Polonia: terra di crude realtà, musicali e non, dove il death metal ha esplorato ambiti ignoti ai comuni mortali sin dai primordi con i padri Vader. Da allora la scena ‘interna’ ha visto le più variegate act fare fuoco e fiamme alla ricerca di un sound personale e allo stesso tempo ‘nazionale’, sinonimo di una voglia di emergere dall’ambito underground, comunque risorsa vitale per la scena locale del paese.

Krsno 1996: al confine tra Slovacchia e Ucraina quattro giovani musicisti con doti tecniche e compositive ben oltre le ‘normali’ band da club si lanciano a capofitto in un progetto tra i più interessanti della scena estrema. Trainati dalla genialità e dalla furia del chitarrista Vogg, un mix tra il groove di Dimabag Darrell e i poliritmi delle asce dei Meshuggah, i Decapitated hanno strabiliato e stravolto (in parte) il modo di fare death metal, cercando il proprio sound e la propria strada, senza fare sconti e pagando dazio per aver intrapreso il sentiero più impervio. Ma la classe della band è sopraffina e basta il disco d’esordio (“Winds Of Creation”) e un brano capolavoro (“Spheres of Madness”) per lanciare la band tra ‘quelle importanti’.

Tanto che dall’iniziale label Wicked World Records, passando per la Earache Records, la band approda nel 2011 alla corte della suprema Nuclear Blast, con l’album “Carnival Is Forever”, primo disco con la band orfana dell’eccelso Vitek dietro i tamburi, che aveva dato un apporto essenziale per la crescita e per lo stile maturato negli anni dalla band. A sostituirlo Krimh, che però abbandonerà la band poco prima dell’inizio delle registrazioni dell’ultimo “Blood Mantra”, sostituito dal giovanissimo Mlody, così come, rispetto al precedente lavoro, le quattro corde di Pasek prendono il posto dell’ex Crionics Heinrich.

L’opener “Exiled In Flesh” è aperto da un riff oscuro e lento sul quale si scaglia una prima raffica di acciaio per introdurre l’istrionico Piotrowski, che fa il suo ingresso in maniera aggressiva su un riff groovoso, riuscendo a catturare la scena per questo breve ma intenso aperitivo, che chiude inaspettatamente con una chitarra pulita. Che gioco staranno mai facendo? Basta l’intro di “The Blasphemous Psalm To The Dummy God Creation” per restare atterriti da quella che è una vera e propria sassaiola di granate, senza risparmiare nessuno si passa da un riff poderoso a una sezione cantata col basso di Pasek da contraltare, passando per un solo di chitarra atonale che non può che riportarci a un nuovo deja-vu per due minuti e mezzo di assoluto massacro.

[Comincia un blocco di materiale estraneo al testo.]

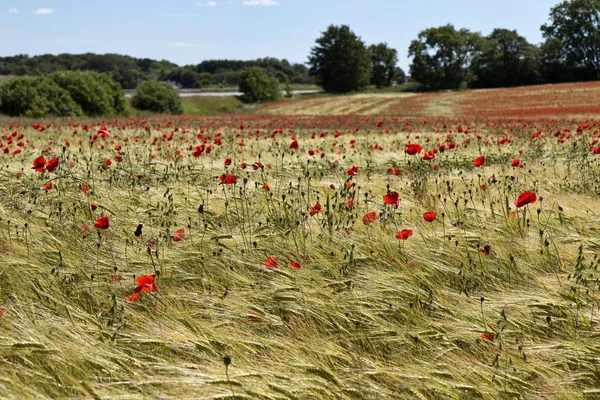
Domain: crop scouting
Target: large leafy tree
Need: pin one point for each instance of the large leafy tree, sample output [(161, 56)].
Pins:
[(96, 94), (576, 24), (36, 97), (257, 86), (442, 56), (383, 64), (506, 59), (340, 61), (157, 97)]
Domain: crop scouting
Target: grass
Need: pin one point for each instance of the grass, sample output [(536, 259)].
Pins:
[(568, 100), (366, 316), (200, 105)]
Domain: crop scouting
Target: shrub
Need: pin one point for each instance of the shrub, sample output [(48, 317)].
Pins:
[(97, 94), (36, 97), (157, 97), (257, 86)]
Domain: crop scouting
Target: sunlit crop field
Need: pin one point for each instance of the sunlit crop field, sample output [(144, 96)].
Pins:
[(300, 257), (568, 100)]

“Veins” vede ancora la voce dimenarsi in versione Phil Anselmo in ‘Becoming’ in un riff groovoso ma ‘dritto’ fino ad andare a infrangersi in una sezione medium che apre a sua volta a quelle che sono le meraviglie della band: quei tempi dispari, incerti, che fanno girare la testa, anche se non in maniera particolarmente devastante. Anche la title-track “Blood Mantra” gira in maniera regolare ad esclusione di una mini-sezione con tempi dispari e un solo di chitarra coloristico. Unica nota degna il finale in cui si scatena il brano, ma senza raggiungere un climax da liberazione, anche perchè lo stile vocale di Piotrowski rimane abbastanza ancorato alle stesse metriche per tutta la durata del brano, mentre i riff ‘impegnativi’ di Vogg sono sempre disarmanti.

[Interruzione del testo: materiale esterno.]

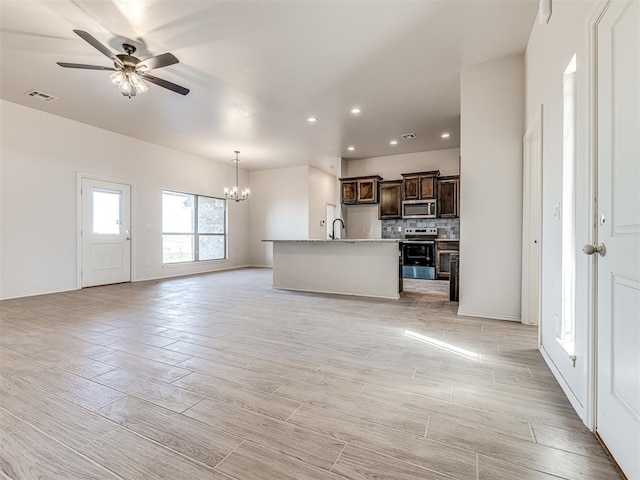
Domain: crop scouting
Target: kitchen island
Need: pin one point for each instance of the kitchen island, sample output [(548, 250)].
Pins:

“Nest” rientra nei brani dai tratti caratteristici Decapitated, di quelli che vanno a spezzare i riff, e che entrano inevitabilmente in ambiti *-coreggianti, anche se in maniera discreta e non particolarmente disturbante. Il sound è poderoso, matematico, perfetto, ma quel che continua a non convincere è la prova del vocalist, che sembra rifugiarsi nello spazio di poche idee. Cosa che non manca alla sei corde di Vogg, anche se in maniera molto ritmica, come segno distintivo del suo stile, mentre l’approccio in fase di soli è soprattutto incentrato su una ricerca coloristica, che sfocia in questo caso in un lunghissimo articolato tapping.

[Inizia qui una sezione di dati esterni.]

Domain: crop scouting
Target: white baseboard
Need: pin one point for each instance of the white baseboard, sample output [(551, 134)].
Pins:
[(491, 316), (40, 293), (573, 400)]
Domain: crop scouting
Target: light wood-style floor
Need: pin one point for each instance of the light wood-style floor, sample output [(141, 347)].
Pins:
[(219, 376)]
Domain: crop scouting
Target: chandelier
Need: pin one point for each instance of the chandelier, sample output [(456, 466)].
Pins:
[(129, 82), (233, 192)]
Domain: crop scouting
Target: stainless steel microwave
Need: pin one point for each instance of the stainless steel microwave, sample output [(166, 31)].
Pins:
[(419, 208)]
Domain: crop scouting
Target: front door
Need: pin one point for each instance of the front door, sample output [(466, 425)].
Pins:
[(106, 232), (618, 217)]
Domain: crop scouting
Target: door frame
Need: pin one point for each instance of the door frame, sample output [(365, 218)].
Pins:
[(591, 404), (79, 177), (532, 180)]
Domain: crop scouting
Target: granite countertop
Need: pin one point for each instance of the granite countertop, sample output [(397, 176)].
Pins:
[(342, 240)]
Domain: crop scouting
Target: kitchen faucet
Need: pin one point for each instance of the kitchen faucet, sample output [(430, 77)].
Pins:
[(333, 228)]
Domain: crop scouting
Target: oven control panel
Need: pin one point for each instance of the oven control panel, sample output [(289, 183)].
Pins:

“Instinct” è made in Decapitated 100%. Ottimi riff tecnici su tempi improbabili sono materia prima per decretare guerra all’inefficienza musicale. La ritmica Pasek/Mlody viaggia in maniera perfetta per sostenere la voce di Piotrowski e soprattutto la sei corde di Vogg, che riesce a intavolare arrangiamenti vari e mai scontati. Cambi di tempo e ancora soli melodici e mai tecnici. Il finale è un medium spezzacollo che dal vivo diventerà un altro brano killer (non casualmente occupa la stessa posizione di Spheres of Madness in setlist). “Blindness” è un brano paranoico incentrato su un groove etnico di batteria e su un riff sempre in costante evoluzione/involuzione, nel quale la voce entra ed esce quasi ‘ad libitum’ e del quale non si comprende appieno il senso, considerando che per tutti i suoi sette minuti e mezzo varia ben poco.

La conclusiva “Red Sun” esplora ambiti al limite della new age e a questo punto diventa abbastanza chiaro il titolo di questo sesto capitolo della saga di una delle più interessanti band dell’intero panorama, che però non convince appieno a livello di contenuti, se non per la metà dei brani. Mentre per la restante metà si riscontra poca ricerca a scapito di normalità’ e fruibilità (magari per le nuove generazioni), che da una band del calibro dei polacchi il sottoscritto fa fatica a digerire.